Antidepressants Linked to Male Infertility!

Tiffany Lowery

Popular antidepressant drugs may cause damage to the DNA in sperm—which could lead to loss of fertility in some men!

Findings published in New Scientist magazine said researchers at Cornell Medical Center in New York studied 35 healthy men given paroxetine. The drug is sold as Paxil® or Seroxat® by GlaxoSmithKline.
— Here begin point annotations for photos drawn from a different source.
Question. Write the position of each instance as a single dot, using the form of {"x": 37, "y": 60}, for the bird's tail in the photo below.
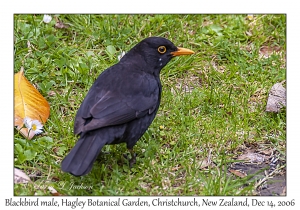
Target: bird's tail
{"x": 81, "y": 158}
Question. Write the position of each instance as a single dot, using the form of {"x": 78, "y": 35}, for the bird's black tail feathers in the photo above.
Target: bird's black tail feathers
{"x": 81, "y": 158}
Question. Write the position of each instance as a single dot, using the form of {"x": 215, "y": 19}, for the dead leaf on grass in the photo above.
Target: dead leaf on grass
{"x": 20, "y": 177}
{"x": 238, "y": 173}
{"x": 252, "y": 157}
{"x": 30, "y": 107}
{"x": 277, "y": 98}
{"x": 267, "y": 51}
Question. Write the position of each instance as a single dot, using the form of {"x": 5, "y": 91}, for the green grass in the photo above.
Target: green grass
{"x": 212, "y": 103}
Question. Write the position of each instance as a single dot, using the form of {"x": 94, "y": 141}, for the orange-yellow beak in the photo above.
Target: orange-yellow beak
{"x": 182, "y": 51}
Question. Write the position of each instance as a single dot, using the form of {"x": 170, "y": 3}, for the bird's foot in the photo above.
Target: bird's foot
{"x": 132, "y": 160}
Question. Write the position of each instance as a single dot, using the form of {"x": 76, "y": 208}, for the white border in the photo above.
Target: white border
{"x": 153, "y": 6}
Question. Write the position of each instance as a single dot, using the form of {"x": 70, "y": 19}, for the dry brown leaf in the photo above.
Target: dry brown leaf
{"x": 28, "y": 103}
{"x": 238, "y": 173}
{"x": 20, "y": 177}
{"x": 277, "y": 98}
{"x": 252, "y": 157}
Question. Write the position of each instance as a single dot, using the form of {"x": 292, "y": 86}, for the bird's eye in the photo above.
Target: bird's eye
{"x": 162, "y": 49}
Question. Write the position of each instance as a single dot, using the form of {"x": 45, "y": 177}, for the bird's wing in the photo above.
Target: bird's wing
{"x": 117, "y": 107}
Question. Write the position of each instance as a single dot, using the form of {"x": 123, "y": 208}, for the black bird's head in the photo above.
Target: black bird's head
{"x": 155, "y": 53}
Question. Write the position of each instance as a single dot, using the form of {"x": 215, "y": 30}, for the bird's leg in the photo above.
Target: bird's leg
{"x": 132, "y": 161}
Lead researchers Peter Schlegel, M.D., and Cigdem Tanrikut, M.D., found the proportion of sperm cells with damaged DNA rose from about 13 percent before treatment to a little more than 30 percent after just four weeks!

The new findings add to concerns raised by Schlegel and Tanrikut in 2006. Their previous research found two men developed low counts of healthy sperm following treatment with two different selective serotonin-reuptake inhibitors (SSRIs). This is the most commonly prescribed class of antidepressant drugs.

According to an article from the September 24, 2008, edition of New Scientist, Douglas Carrell, a specialist in male infertility at the University of Utah in Salt Lake City, said specialists consider a fraction of 30 percent of sperm with DNA damage as being “clinically significant”.

Similar levels of DNA damage in sperm have been tied to problems with embryo viability in couples trying to have children.

“I think a lot of us around the world have had data that have pointed in this direction and have been suspicious,” Carrell said, and added that this research is a “good preliminary study.” He said studies of the long-term effects of SSRIs on sperm are also necessary.